I principali divieti interessano le pinete a ridosso della costa, nelle quali sarà assolutamente vietato accendere fuochi di ogni genere. Off limits dunque i pic nic e i falò dei campeggiatori se non nelle aree appositamente attrezzate e gestite per questo tipo di attività. L’accensione di fuochi è stata vietata anche nei terreni dedicati a pascolo e nei boschi.

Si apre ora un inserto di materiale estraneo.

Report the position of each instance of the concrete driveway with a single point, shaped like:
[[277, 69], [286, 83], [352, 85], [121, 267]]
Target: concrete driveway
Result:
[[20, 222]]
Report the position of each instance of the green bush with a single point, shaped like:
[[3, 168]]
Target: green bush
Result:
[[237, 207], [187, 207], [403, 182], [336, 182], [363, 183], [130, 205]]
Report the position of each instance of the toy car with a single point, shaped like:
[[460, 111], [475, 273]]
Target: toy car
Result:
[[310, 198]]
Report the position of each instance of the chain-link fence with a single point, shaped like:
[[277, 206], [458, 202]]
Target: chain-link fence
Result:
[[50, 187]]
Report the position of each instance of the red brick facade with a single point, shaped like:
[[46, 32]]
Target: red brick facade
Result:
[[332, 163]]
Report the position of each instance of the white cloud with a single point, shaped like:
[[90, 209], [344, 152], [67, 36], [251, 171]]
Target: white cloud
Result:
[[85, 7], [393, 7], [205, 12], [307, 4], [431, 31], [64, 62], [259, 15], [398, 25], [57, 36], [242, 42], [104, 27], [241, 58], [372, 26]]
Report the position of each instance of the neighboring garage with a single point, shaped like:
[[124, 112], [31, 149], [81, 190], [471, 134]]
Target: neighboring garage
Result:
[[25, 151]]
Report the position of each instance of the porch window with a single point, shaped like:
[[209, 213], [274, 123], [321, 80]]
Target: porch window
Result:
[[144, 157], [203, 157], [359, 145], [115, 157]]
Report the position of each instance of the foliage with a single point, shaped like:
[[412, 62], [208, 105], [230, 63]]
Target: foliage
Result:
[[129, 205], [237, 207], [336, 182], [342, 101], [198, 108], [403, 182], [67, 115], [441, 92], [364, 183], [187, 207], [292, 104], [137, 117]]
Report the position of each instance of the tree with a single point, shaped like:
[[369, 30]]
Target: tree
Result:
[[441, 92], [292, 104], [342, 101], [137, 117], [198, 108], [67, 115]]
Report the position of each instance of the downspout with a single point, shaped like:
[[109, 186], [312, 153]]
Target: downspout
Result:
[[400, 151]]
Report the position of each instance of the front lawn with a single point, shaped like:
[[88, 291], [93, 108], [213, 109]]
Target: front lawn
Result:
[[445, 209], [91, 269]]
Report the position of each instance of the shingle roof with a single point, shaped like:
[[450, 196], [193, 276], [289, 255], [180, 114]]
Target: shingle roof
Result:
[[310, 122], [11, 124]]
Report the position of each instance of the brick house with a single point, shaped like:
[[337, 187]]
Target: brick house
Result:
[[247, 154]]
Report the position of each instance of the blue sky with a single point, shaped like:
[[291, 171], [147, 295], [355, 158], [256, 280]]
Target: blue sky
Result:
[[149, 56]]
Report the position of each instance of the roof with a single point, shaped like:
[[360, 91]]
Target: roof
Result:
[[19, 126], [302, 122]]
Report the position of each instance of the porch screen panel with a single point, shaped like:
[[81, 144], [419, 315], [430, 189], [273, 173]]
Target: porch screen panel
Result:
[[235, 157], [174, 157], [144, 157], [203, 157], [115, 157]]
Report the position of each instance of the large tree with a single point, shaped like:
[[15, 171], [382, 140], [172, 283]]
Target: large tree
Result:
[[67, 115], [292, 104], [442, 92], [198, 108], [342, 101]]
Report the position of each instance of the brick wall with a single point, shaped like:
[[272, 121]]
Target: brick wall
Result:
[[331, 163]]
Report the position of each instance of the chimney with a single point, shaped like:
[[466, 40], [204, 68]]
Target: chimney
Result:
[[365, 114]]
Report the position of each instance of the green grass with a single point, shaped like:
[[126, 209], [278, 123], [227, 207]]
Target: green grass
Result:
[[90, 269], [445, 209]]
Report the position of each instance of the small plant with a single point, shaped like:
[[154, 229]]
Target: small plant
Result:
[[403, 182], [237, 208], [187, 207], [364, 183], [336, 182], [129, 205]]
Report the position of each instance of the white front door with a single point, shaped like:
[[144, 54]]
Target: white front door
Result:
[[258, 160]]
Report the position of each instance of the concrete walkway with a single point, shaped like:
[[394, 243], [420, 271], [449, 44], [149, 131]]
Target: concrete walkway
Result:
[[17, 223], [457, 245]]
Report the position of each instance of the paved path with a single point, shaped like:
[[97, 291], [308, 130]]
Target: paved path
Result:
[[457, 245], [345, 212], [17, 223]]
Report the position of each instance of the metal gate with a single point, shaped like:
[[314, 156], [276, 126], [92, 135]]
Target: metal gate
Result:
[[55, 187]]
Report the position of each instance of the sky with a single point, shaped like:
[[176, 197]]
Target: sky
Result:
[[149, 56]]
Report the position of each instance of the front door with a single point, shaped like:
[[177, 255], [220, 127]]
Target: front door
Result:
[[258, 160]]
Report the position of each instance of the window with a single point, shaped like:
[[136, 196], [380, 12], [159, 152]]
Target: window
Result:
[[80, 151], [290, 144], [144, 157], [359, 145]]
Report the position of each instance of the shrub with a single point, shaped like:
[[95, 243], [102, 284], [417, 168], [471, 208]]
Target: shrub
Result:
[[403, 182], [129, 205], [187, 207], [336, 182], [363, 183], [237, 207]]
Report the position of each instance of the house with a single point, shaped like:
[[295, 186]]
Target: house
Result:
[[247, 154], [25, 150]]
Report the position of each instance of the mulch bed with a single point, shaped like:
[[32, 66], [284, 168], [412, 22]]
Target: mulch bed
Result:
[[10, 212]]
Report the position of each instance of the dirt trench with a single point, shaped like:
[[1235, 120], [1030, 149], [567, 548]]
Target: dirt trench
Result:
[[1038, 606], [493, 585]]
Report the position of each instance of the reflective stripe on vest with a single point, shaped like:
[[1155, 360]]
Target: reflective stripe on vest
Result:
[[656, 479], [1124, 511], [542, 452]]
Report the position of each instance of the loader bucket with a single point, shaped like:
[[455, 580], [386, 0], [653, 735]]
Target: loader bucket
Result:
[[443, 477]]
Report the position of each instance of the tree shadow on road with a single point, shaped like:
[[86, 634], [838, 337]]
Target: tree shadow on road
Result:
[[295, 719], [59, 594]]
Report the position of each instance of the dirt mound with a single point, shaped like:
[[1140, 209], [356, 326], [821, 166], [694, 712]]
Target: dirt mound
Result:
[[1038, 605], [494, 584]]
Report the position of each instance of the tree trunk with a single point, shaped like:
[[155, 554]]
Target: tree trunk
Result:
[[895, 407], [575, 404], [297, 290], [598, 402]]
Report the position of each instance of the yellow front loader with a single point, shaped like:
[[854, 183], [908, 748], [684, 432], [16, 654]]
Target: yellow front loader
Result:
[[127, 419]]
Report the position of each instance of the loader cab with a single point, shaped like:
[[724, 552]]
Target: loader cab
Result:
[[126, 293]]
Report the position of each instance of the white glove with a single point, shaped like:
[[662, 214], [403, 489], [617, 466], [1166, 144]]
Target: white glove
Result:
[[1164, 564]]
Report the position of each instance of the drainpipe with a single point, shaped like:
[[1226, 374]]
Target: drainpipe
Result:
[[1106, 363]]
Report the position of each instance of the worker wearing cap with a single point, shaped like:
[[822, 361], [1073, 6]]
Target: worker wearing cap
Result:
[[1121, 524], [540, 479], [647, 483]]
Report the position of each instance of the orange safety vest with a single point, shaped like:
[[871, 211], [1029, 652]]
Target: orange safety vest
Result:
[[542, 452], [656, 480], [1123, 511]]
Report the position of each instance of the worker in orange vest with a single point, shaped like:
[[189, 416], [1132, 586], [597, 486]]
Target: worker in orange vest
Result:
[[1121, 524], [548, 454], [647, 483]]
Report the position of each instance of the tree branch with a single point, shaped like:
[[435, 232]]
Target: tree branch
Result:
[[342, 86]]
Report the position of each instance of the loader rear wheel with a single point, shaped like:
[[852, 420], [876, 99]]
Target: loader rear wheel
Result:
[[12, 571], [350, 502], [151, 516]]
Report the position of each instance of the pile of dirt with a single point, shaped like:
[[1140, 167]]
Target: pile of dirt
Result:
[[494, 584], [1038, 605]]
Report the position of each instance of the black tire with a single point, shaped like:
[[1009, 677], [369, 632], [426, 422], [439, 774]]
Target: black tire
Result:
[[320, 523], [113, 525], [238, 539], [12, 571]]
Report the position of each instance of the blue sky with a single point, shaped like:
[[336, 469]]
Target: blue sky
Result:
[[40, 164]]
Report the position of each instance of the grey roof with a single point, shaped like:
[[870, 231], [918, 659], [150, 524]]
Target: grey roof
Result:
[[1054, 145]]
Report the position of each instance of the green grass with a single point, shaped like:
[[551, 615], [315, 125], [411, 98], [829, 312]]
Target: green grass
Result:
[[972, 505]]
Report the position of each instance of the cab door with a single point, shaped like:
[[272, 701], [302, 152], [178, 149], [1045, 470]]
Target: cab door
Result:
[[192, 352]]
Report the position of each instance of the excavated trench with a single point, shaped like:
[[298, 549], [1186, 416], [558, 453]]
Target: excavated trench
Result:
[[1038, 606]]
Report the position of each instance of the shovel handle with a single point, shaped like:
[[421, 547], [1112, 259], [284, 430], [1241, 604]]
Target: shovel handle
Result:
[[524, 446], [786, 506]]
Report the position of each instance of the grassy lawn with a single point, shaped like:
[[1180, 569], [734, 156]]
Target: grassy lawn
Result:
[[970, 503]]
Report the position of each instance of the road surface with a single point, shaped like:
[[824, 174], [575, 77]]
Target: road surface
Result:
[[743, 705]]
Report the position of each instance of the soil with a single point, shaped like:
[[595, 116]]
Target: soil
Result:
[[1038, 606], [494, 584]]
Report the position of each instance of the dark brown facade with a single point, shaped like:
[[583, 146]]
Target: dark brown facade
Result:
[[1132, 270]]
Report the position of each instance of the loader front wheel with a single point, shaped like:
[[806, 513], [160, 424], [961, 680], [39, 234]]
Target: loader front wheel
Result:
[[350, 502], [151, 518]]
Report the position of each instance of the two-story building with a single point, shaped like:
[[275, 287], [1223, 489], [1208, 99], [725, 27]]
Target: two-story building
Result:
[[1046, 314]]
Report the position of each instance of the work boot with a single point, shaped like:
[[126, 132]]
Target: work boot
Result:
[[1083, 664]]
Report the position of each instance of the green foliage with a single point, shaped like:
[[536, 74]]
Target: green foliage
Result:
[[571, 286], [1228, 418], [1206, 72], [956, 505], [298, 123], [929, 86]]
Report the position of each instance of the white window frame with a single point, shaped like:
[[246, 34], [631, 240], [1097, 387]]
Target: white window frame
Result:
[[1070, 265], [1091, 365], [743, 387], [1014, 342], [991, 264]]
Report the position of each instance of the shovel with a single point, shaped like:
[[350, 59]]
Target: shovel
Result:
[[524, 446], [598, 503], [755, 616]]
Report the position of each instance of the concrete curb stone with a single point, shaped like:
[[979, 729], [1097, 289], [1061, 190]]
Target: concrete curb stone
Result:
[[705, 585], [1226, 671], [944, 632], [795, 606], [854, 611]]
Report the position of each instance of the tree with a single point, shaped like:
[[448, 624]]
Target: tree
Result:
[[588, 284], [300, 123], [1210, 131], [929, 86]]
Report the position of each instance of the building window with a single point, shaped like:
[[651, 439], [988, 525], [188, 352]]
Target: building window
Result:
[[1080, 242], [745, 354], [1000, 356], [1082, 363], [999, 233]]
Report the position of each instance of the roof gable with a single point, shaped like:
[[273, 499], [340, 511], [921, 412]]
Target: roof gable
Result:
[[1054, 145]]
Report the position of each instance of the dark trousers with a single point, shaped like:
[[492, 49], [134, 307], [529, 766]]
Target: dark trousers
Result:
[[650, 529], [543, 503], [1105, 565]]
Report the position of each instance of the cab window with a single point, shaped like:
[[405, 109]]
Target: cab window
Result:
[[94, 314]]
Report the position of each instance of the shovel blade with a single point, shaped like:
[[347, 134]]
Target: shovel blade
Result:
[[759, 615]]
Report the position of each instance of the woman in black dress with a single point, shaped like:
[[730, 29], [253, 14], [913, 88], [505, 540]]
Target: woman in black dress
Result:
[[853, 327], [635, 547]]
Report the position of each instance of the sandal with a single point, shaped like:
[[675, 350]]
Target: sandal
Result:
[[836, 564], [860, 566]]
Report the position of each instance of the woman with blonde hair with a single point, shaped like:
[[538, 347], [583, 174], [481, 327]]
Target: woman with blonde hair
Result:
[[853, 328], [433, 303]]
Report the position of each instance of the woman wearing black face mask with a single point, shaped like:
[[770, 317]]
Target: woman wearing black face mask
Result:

Nel decreto antincendi, è previsto anche il divieto di far brillare mine o usare materiale esplosivo, usare apparecchi a fiamma o elettrici per saldare o tagliare metalli, usare motori, fornelli o inceneritori che producano faville o brace, fumare, gettare fiammiferi, sigari o sigarette accese e compiere ogni altra operazione che possa creare comunque pericolo di incendio.
Il decreto vieta anche di accendere fuochi d’artificio, razzi e qualsiasi altro materiale pirotecnico. Per quanto riguarda i fuochi artificiali fatti esplodere a margine delle feste comunali, c’è una deroga al divieto a condizione che gli enti, le amministrazioni o i Comitati che organizzano questo tipo di attività diano obbligatoriamente preventiva informazione, attraverso il sindaco del Comune in vengono organizzati gli spari, alla Sala operativa unificata permanente e alle Forze dell’ordine competenti per giurisdizione con dettagliata descrizione delle misure preventive adottate per evitare l’innesco accidentale di incendi, e l’indicazione sulla consistenza delle squadre di eventuale pronto intervento.